Aubrey Dawkins surfaced at UCF alongside his father when Johnny took the Knights’ head coaching job. As a young phenom at Michigan, he showed tremendous promise on a team that reached the Final Four.
But injuries soon caught up to him, and even derailed what would have been his first season at UCF. After sitting out 2016-17 due to transfer rules, he then missed all of 2017-2018 with a shoulder injury.
Dawkins came back for what was his redshirt junior season in 2018-2019, and after taking some time to settle into the offense, he developed as a key shooter, hitting 40% from beyond the arc, and averaging 15.6 points, 5.0 rebounds and 1.4 assists per game.
Other nagging injuries dogged him into the latter part of the season, yet he saved his best for two of his final four games.
Against Temple, fighting off back spasms, Dawkins dropped a career-high 36 points to go with 11 rebounds in a furious effort to finish off the regular season with a victory:
Then in his final game as a Knight against his father’s alma mater and former coach, Dawkins put together his masterpiece.
32 points, 12/18 FG (5/7 3FG), 3 rebounds, 4 assists, 3 steals vs.

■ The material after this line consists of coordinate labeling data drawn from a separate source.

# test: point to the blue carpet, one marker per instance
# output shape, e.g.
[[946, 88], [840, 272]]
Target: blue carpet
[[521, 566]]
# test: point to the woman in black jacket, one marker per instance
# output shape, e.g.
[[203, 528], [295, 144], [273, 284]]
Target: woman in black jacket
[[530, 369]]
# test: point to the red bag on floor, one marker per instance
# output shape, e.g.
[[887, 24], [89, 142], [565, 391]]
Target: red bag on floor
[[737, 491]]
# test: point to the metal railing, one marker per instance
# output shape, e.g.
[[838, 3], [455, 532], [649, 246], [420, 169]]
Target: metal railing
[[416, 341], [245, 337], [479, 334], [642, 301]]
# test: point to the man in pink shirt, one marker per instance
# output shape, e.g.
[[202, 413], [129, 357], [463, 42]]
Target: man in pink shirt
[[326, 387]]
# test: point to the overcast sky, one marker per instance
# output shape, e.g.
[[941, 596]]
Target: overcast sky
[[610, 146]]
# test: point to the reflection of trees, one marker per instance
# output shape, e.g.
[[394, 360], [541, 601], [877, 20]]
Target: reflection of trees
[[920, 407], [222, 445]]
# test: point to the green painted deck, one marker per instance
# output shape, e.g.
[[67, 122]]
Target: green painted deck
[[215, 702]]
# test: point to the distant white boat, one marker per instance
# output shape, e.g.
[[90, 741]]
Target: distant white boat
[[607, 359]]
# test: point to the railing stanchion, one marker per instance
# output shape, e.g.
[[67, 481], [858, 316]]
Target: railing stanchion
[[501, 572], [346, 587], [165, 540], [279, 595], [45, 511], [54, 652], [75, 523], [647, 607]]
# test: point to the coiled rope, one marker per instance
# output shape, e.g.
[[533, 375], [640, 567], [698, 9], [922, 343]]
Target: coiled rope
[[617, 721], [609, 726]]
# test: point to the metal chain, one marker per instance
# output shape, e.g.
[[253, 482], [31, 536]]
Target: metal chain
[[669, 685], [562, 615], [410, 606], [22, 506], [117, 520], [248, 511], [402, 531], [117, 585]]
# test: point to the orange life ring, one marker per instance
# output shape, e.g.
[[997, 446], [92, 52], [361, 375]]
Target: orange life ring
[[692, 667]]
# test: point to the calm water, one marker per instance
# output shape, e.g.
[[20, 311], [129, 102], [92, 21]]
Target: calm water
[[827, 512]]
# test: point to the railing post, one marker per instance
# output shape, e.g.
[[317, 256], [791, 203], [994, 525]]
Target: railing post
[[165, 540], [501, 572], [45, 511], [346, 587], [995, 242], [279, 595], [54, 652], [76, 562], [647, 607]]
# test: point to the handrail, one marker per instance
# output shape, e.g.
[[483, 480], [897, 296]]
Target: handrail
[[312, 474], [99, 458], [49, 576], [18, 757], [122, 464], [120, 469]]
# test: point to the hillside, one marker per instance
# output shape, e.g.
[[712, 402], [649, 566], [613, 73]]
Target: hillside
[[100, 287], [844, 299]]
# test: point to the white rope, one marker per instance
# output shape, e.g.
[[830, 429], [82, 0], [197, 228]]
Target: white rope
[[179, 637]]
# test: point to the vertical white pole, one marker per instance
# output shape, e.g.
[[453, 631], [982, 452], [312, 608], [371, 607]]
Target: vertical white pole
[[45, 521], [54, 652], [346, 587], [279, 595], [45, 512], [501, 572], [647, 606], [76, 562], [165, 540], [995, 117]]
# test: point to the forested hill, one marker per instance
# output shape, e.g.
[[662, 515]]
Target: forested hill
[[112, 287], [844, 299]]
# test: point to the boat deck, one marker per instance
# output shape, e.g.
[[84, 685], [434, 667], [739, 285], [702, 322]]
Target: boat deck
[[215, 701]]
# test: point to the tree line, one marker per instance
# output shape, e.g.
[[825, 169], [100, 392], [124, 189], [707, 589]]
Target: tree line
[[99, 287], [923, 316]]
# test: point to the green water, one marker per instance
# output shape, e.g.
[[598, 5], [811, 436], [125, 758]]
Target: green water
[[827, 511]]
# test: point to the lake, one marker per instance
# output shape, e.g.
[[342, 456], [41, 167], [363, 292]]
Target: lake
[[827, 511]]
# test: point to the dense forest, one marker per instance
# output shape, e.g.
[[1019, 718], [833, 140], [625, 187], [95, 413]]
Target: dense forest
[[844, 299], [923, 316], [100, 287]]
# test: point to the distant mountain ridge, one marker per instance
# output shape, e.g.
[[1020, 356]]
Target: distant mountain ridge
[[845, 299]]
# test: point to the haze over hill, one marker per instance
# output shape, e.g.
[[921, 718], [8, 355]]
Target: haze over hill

Duke in NCAA Second Round
It wasn’t his career-high, but it was a masterpiece against the top-ranked team in the nation:
Mike Krzyzewski later said Dawkins was the best player on the floor, and that’s with three lottery picks not named Aubrey Dawkins out there. He was right.
Per 40 Minutes
The question with Aubrey isn’t whether he can do it. As you saw against Duke, he certainly can.
The question is whether he can do what he did against Duke 82 nights a year. Her certainly can shot at the NBA level, but can he do the other things that we saw flashes of against Temple, VCU and Duke: rebound, create, and defend.
Work ethic has never been a question, not should it ever be when you’re Johnny Dawkins’ son. He already has a mature NBA body at 23 years of age. But work ethic can only get you so far in the NBA. You have to be able to bring your A-Game talent night in and night out.
Best-Case Pro Comparison
DeMar DeRozan. A 6-7 2-guard/wing with lights-out shooting ability and solid defensive credentials.